Конвэй, у которого часто возникали подобные чувства, когда дело касалось знакомства с новыми служащими в заграничных консульствах, подумал, что ламы ведут себя очень разумно.
Все же состоявшиеся встречи прошли очень успешно. И беседы с людьми втрое старше его не породили никаких светских неловкостей, что вполне могло бы случиться в Лондоне или Дели.
Первым среди его новых знакомых оказался добродушный немец Майстер, который попал в монастырь в восьмидесятые годы прошлого столетия. Он был в составе исследовательской экспедиции и уцелел, когда остальные ее участники погибли. По-английски он говорил хорошо, хотя и с акцентом. Через пару дней состоялось еще одно знакомство, и Конвэй получил удовольствие от первой беседы с человеком, которого упоминал Верховный Лама, — сухоньким, щуплым французом Альфонсом Бриаком. Выглядел он не слишком старым, хотя и объявил себя учеником Шопена. Конвэй решил, что они оба, француз и немец, могли бы составить приятную компанию.
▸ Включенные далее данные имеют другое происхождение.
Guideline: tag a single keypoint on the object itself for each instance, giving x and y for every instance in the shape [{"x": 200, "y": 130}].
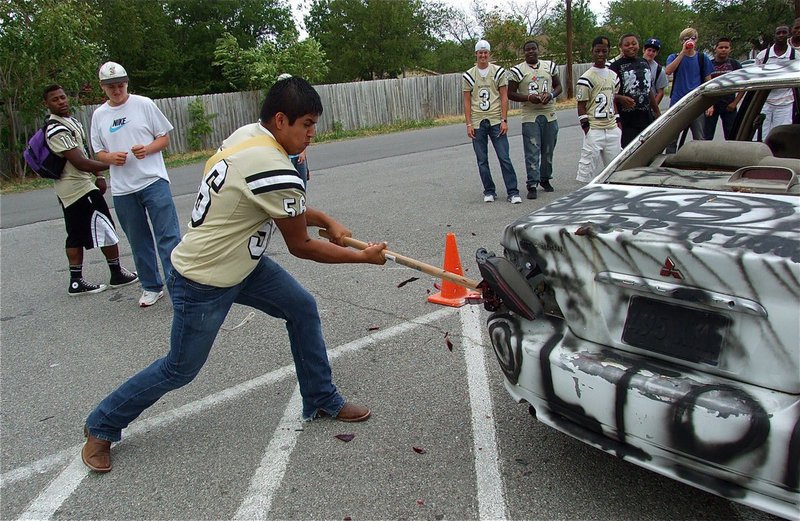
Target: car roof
[{"x": 755, "y": 77}]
Подсознательно он уже анализировал свои впечатления и после еще нескольких встреч сделал для себя некоторые общие выводы. Он заметил, что, хотя у лам, с которыми он знакомился, были свои индивидуальные черты, все же их объединяло некоторое общее свойство. И для его обозначения он подобрал пусть и корявое, но единственное, какое мог, слово — вневозрастность. Более того, все они казались наделенными спокойным умом, который выливался во взвешенные, размеренные суждения. Конвэй проявил способность поддерживать беседу в том же ключе и заметил: они поняли это и остались довольны. Он обнаружил, что общаться с ними так же легко, как и с любой другой группой культурных людей, какая могла встретиться ему в жизни, хотя иногда возникало странное чувство из-за того, что приходилось выслушивать воспоминания об очень уж далеком прошлом и о совсем, как казалось, незначительных событиях. Например, один седовласый, благожелательного вида лама, едва у них завязался разговор, спросил Конвэя, слышал ли он о семействе Бронте. [26]Конвэй кивнул утвердительно, на что тот поведал:
— Видите ли, когда я в сороковые годы был викарием в Ридинге, мне случилось как-то навестить Хоуорт. Там я останавливался в доме приходского священника. За время, которое я нахожусь здесь, я изучил проблемы Бронте. Вплоть до того, что пишу об этом книгу. Может быть, вас посетит желание проглядеть ее как-нибудь вместе со мною?
Конвэй ответил сердечным согласием, а позднее, когда он и Чанг остались наедине, заговорил о том, сколь живо ламы вспоминают свою дотибетскую жизнь. Чанг ответил, что это образует составную часть здешней тренировки.